Guest column: Caution to the wind

Idaho needs its political leaders to initiate a conversation about creating a haven for disruptive innovation and embracing rapid change, writes Aaron Turner.

By Aaron Turner

I have worked in 43 countries, getting to experience many different cultures and systems of government. The only way I have seen societies respect individual freedoms through the rule of law is with a vibrant private sector economy.

In places where poverty rules and all of a country’s wealth is concentrated in a few ruling families, I have seen how desperate people become. Desperation turns to violence and violence leads to economic disruption. The ruling elite take back over and the cycle continues.

My livelihood has depended upon information technology for the last two decades. In my profession, my all-time hero is Harvard Business School professor Clayton Christensen. He has argued for decades about how business leaders can be successful by throwing caution to the wind and disrupting their businesses to drive innovation, growth and create new markets.

Looking at the economy of eastern Idaho through the lens of disruptive innovation, the Idaho Department of Labor in a May unemployment report listed the largest employers in Bonneville County. They are:

n Battelle Energy Alliance (BEA).

n Bechtel BWXT.

n Center Partners.

n Eastern Idaho Regional Medical Center (EIRMC).

n Melaleuca.

n CenturyLink.

n U.S. Department of Energy (DOE).

n Wal-Mart.

When I look at that list, Melaleuca is the only company that requires significant innovation to keep its business running. All of the rest of those companies are slow-moving behemoths who sometimes stifle innovation rather than promote it. While having these large companies in the area benefits all of us who live here, what are they doing to drive innovation to benefit our local economy? An even better question is: “What are our elected officials doing to help promote an environment where disruptive innovation is rewarded in Idaho?”

As an entrepreneur who has started many businesses in the area, I can say the current approach is not rewarding disruptive innovation. Disruptive innovation involves taking significant risks. When I speak to others, they ask me for examples of what would be considered government promotion of disruptive innovation.

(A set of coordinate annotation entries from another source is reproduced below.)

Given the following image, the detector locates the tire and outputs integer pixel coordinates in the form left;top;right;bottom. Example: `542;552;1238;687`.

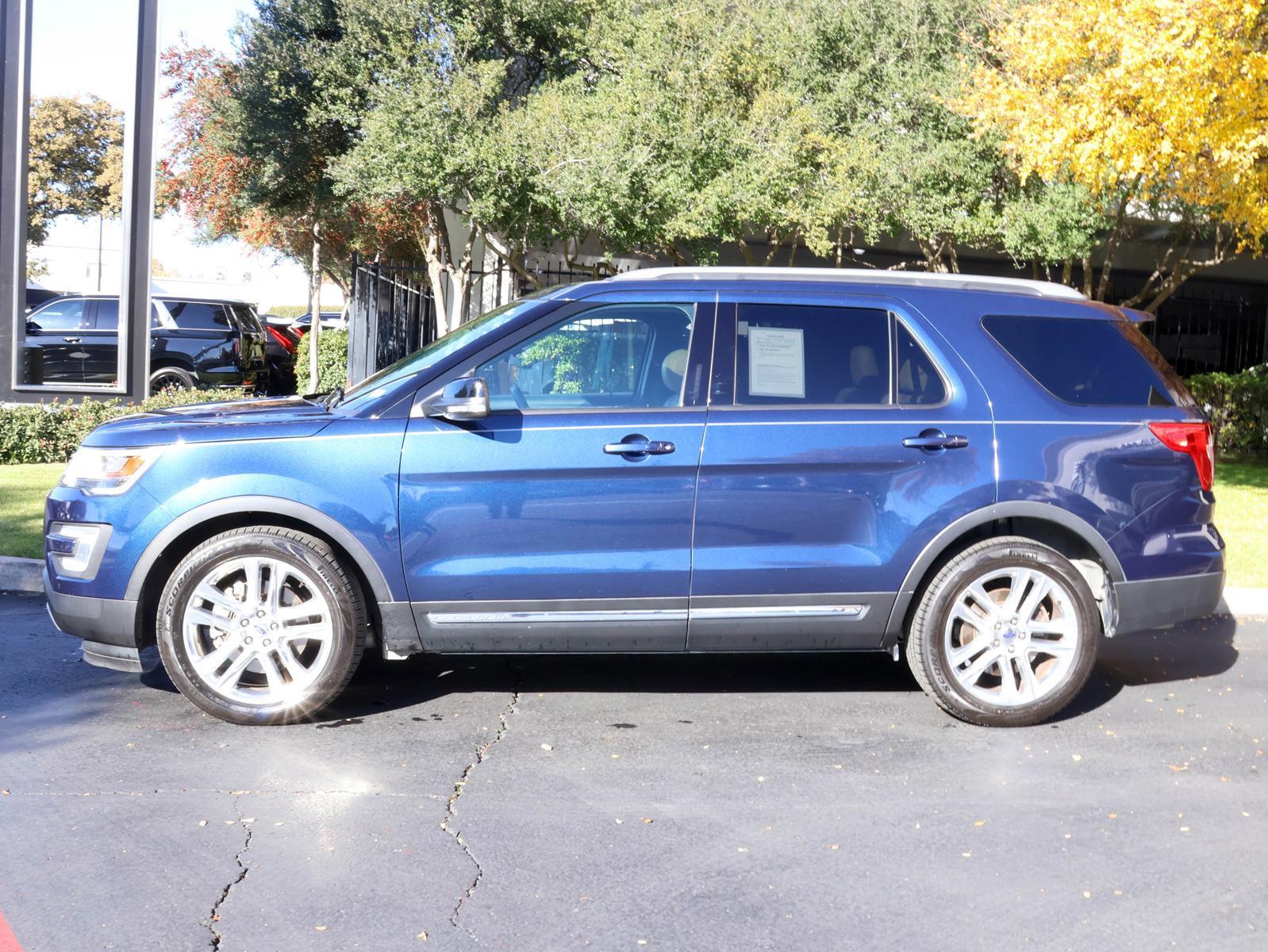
150;367;194;397
907;536;1101;727
159;526;367;724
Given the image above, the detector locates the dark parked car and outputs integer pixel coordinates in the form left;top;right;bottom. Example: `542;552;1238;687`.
25;294;269;393
44;267;1224;725
260;321;299;397
290;310;348;335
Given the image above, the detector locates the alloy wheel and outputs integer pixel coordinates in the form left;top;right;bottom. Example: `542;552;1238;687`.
943;566;1082;708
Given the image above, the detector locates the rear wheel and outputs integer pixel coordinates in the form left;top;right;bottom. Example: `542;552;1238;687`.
159;526;365;724
150;367;194;397
907;536;1101;727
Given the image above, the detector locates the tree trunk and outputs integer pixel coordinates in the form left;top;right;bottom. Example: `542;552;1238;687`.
308;217;321;393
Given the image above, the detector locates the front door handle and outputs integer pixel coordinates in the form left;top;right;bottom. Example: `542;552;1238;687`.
604;433;677;460
903;430;969;452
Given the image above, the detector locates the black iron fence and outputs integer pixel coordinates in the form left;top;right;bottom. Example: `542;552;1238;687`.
1145;280;1268;377
348;255;594;383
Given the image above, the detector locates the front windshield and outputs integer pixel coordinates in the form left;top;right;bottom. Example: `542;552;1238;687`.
340;288;554;405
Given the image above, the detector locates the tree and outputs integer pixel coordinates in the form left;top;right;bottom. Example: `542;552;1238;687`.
159;12;407;380
503;0;1016;270
333;0;611;331
956;0;1268;312
27;96;123;244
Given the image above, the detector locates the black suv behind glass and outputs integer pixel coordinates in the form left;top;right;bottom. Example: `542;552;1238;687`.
25;294;269;392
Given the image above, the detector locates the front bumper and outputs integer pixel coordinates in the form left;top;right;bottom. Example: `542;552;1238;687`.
44;568;146;670
1113;569;1224;635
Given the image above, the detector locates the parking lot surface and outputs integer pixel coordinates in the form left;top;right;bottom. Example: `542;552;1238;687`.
0;596;1268;952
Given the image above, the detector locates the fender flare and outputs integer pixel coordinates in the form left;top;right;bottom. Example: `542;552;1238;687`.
884;500;1126;647
123;496;392;602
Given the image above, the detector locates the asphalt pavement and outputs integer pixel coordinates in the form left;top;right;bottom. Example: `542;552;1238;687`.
0;596;1268;952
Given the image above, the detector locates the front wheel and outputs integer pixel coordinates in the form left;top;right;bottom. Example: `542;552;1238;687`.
159;526;365;724
907;536;1101;727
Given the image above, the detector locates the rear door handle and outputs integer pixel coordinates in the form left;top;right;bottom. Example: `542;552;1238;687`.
604;433;677;459
903;430;969;452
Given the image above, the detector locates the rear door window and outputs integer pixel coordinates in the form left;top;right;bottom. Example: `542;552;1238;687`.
27;298;86;331
166;301;229;331
736;304;893;405
982;317;1193;407
94;298;163;331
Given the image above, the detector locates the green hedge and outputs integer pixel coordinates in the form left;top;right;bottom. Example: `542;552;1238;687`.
0;390;246;464
1187;364;1268;456
295;327;348;393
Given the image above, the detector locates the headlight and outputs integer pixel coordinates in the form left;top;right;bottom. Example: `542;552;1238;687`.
61;446;163;496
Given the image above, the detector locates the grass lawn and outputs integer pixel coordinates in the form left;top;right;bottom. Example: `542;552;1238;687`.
0;463;66;559
1215;460;1268;588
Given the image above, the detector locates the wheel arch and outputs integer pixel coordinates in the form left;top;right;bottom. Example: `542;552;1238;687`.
882;500;1126;648
125;496;392;648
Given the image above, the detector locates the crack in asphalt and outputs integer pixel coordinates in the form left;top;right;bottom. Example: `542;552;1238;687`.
206;797;254;950
440;662;524;939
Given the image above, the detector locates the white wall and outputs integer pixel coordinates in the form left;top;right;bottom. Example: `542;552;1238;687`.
27;216;344;313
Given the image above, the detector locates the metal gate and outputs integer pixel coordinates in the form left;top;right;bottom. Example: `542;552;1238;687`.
348;255;594;384
348;256;436;384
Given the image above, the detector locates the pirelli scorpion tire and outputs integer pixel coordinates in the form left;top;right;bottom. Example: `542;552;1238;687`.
907;536;1101;727
159;526;367;724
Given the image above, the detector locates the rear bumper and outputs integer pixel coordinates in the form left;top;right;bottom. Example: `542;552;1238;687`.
1113;570;1224;635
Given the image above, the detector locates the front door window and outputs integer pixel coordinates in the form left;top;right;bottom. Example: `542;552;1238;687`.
475;304;694;411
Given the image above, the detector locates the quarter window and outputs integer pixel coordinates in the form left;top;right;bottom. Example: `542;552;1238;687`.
897;322;947;407
982;317;1192;407
475;304;694;409
736;304;890;405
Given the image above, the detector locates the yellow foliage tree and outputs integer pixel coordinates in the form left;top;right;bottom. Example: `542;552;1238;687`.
955;0;1268;312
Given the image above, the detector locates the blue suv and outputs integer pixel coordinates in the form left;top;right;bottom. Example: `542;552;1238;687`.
46;267;1224;725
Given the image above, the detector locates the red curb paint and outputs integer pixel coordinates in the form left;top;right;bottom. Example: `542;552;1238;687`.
0;912;21;952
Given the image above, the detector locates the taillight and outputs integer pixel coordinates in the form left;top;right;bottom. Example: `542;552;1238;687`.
1149;422;1215;489
265;326;295;354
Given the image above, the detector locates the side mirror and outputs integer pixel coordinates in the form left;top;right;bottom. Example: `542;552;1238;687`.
420;377;488;420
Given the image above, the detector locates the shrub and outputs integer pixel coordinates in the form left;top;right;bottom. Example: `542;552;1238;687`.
0;390;246;464
295;328;348;393
1187;364;1268;455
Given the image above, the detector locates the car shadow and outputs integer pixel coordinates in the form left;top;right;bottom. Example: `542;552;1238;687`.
312;615;1238;724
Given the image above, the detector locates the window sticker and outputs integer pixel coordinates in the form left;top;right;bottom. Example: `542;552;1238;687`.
748;326;805;399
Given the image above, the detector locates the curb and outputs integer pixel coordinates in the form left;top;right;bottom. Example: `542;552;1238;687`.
1215;588;1268;615
0;555;44;592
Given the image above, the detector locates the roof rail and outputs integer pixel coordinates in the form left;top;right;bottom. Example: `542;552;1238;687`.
607;267;1086;301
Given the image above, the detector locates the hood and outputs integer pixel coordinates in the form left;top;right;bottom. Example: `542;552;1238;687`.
83;397;337;446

The best example would be if Idaho’s legislature passed a set of laws to protect all forms of genetic food modification. I am not an expert in the field of modifying food crops, so I cannot have an expert-level opinion on the risks and/or benefits of such a policy. But, the concept is what is important - that is the level of investment that state leaders must make.

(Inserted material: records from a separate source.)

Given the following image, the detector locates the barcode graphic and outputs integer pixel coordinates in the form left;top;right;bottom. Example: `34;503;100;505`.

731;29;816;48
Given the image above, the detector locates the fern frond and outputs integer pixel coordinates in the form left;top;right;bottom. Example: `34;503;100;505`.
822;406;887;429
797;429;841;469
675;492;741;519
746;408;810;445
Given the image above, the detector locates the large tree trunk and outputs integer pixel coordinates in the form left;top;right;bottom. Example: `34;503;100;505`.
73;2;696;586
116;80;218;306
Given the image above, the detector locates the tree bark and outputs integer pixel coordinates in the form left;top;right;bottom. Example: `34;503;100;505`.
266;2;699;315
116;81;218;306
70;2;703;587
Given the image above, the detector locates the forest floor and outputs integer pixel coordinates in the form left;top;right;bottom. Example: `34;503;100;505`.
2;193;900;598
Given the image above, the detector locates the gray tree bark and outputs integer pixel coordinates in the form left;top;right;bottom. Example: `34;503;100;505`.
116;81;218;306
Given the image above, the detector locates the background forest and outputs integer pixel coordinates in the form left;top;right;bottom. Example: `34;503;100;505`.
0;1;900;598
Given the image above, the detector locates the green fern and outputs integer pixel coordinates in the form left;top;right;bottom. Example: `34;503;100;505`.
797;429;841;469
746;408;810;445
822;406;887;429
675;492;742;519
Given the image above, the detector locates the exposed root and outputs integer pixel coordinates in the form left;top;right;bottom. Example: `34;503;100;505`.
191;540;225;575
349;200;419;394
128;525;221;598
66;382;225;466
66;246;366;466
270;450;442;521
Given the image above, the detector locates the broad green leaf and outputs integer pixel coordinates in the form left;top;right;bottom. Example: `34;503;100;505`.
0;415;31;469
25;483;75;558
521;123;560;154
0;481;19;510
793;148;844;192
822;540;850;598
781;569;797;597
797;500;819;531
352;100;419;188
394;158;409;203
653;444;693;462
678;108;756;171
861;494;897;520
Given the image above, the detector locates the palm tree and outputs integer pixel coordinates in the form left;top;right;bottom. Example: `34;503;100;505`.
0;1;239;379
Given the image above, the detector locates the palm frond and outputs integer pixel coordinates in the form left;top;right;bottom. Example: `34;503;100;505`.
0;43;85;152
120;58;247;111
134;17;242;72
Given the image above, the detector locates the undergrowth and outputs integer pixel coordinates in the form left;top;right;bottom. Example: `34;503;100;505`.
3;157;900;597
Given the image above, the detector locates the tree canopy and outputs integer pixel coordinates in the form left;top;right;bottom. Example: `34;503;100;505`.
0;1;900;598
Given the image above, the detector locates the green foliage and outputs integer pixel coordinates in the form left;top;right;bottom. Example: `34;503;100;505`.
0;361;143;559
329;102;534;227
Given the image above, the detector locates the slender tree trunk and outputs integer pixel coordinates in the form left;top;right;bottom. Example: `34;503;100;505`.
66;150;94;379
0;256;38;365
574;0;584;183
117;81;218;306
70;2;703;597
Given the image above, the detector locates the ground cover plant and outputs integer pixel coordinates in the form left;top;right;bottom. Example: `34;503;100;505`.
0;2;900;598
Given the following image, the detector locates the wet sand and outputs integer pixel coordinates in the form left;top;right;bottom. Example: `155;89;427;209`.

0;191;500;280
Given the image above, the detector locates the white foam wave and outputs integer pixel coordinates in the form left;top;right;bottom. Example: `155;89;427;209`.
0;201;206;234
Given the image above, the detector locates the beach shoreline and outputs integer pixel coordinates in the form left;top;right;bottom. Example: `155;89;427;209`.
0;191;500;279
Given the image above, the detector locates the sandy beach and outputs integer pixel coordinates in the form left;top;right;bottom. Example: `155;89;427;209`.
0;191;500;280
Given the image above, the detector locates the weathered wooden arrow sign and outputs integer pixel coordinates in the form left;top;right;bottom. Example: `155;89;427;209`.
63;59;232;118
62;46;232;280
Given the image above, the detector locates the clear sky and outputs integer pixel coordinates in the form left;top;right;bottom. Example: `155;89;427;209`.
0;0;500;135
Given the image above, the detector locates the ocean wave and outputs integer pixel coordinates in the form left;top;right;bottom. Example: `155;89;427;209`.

What will it take for Idaho to become known as a place where disruptive innovation is protected and rewarded? It will require policies that take risks of the magnitude of making Idaho a GMO free-for-all.

We’ve got to start a dialog about taking risks, creating a haven for disruptive innovation and embracing rapid change. I have not seen our current state and local leaders promoting these kinds of creative approaches; that’s why I believe we need a new generation of leaders.